Trends in Securing AI Data Pipeline
Synopsis: ML & DL are part of AI. ML models apply labels to data or collect samples dynamically and curating them. Data needs be clean and relevant to building or optimizing models and delivering the analysis and inferences that lead to improving the accuracy of results with greater optimization and making than more human like intelligent yet applying MLOps, automation and efficient delivery for multiple domains and use cases. In the data pipeline from various sources they can be compromised and hence need to secure them and the speaker here will lead you through the causes and biases that can be controlled through use of best practices and share with you the trends in securing data pipeline in AI.
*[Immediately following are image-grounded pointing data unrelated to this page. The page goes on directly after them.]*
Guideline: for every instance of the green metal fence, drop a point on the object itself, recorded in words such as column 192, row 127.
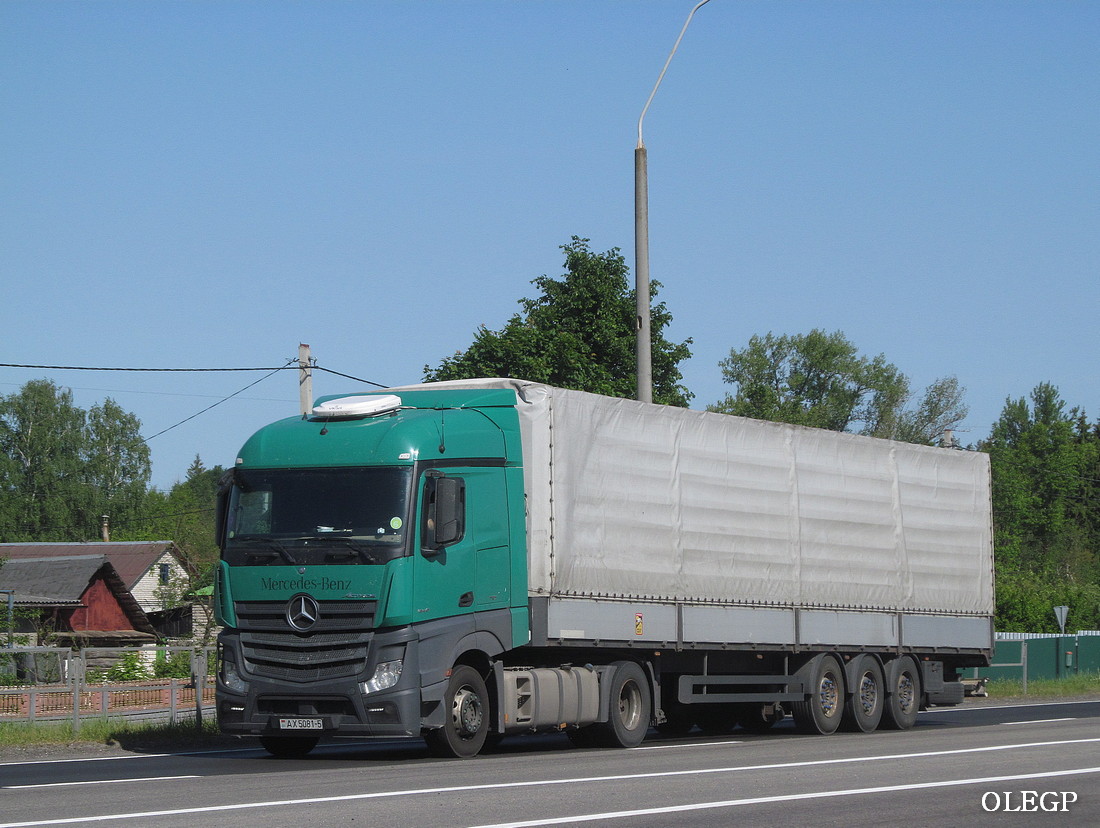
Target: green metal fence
column 1043, row 657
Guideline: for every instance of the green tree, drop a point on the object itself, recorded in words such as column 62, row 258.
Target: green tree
column 1038, row 461
column 62, row 467
column 186, row 516
column 579, row 332
column 821, row 379
column 1044, row 463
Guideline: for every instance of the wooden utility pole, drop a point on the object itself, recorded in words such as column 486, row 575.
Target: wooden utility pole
column 305, row 379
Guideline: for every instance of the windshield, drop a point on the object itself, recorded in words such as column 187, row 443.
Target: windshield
column 310, row 516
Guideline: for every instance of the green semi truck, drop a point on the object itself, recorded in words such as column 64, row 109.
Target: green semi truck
column 466, row 561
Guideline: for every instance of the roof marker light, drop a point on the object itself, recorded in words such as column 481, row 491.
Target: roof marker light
column 345, row 408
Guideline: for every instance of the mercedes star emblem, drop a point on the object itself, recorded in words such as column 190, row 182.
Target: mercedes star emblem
column 303, row 611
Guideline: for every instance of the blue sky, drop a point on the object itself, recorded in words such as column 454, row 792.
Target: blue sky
column 209, row 184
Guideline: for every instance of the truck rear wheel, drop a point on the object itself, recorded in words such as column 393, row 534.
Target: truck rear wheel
column 466, row 711
column 903, row 694
column 630, row 707
column 864, row 708
column 821, row 713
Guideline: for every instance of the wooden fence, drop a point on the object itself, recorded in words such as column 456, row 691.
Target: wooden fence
column 62, row 690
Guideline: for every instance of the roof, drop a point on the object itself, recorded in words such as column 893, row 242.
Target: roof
column 131, row 560
column 61, row 582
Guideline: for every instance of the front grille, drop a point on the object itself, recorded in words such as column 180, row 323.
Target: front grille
column 336, row 648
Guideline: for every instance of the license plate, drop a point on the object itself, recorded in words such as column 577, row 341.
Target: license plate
column 300, row 725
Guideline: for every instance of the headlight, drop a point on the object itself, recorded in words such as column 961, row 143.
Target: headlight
column 385, row 676
column 232, row 679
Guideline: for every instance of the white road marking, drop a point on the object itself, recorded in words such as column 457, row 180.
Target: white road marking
column 689, row 744
column 785, row 797
column 574, row 781
column 98, row 782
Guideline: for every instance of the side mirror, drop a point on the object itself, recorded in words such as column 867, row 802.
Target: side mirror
column 444, row 510
column 224, row 486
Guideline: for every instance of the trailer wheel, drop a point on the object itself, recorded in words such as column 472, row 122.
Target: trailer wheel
column 468, row 714
column 288, row 747
column 903, row 694
column 821, row 713
column 864, row 708
column 630, row 708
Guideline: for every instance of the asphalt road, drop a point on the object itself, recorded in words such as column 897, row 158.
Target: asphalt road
column 1034, row 764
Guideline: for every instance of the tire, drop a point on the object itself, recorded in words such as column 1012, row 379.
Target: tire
column 466, row 709
column 756, row 719
column 862, row 711
column 822, row 710
column 903, row 694
column 630, row 707
column 288, row 747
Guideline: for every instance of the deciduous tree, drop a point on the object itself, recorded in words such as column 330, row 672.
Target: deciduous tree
column 62, row 467
column 579, row 332
column 821, row 379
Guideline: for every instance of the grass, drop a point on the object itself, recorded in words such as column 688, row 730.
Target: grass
column 1082, row 684
column 129, row 735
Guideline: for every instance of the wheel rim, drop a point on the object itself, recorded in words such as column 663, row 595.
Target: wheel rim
column 868, row 694
column 906, row 693
column 828, row 695
column 629, row 705
column 466, row 713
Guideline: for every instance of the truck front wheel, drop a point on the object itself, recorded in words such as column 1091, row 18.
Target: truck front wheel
column 466, row 716
column 630, row 707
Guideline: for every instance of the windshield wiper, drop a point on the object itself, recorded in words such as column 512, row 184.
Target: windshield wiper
column 272, row 548
column 354, row 549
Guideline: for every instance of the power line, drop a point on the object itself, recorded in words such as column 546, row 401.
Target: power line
column 290, row 365
column 188, row 419
column 163, row 371
column 349, row 376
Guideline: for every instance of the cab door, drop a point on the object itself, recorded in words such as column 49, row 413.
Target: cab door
column 462, row 556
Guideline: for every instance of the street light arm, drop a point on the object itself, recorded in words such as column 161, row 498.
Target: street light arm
column 661, row 76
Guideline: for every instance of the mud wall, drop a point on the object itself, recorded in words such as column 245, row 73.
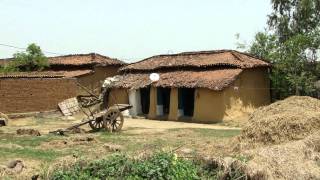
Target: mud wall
column 118, row 96
column 250, row 91
column 94, row 81
column 18, row 95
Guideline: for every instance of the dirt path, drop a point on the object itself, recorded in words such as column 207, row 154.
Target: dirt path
column 164, row 125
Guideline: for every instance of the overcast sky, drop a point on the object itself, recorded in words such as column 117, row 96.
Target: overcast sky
column 129, row 29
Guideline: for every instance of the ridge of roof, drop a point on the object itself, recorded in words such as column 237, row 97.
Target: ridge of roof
column 93, row 57
column 236, row 54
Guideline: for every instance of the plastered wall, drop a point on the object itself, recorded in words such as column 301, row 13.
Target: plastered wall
column 249, row 91
column 95, row 80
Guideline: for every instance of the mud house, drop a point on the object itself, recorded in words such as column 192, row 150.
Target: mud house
column 89, row 69
column 42, row 91
column 206, row 86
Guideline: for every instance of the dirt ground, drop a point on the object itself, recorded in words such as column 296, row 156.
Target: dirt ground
column 138, row 137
Prakash Ramchandran is leading Emerging Open Tech Foundation(eOTF) as Co-Founder and Secretary since 2020. The objectives of eOTF are helping the Indian subcontinent in its Digital and Operational Transformation. He is co-chair of INGR Edge Service working group focussed on Next Generation Networking beyond 5G since 2019 from Silicon Valley. As part of NFIC from IEEE CS SCV chapter and a constant promoter of IEEE & NATEA partnership over several years. With 40+ years of ICT industry experience in the US, EU, India and Asia-Pacific has led several startups and managed technically and innovated as ISP,ASP, CSP companies for decades. His insight into Data Analytics and AI is equally formidable and has several presentations in Open Source forums globally. He holds a Masters degree in EE from IIT Bombay.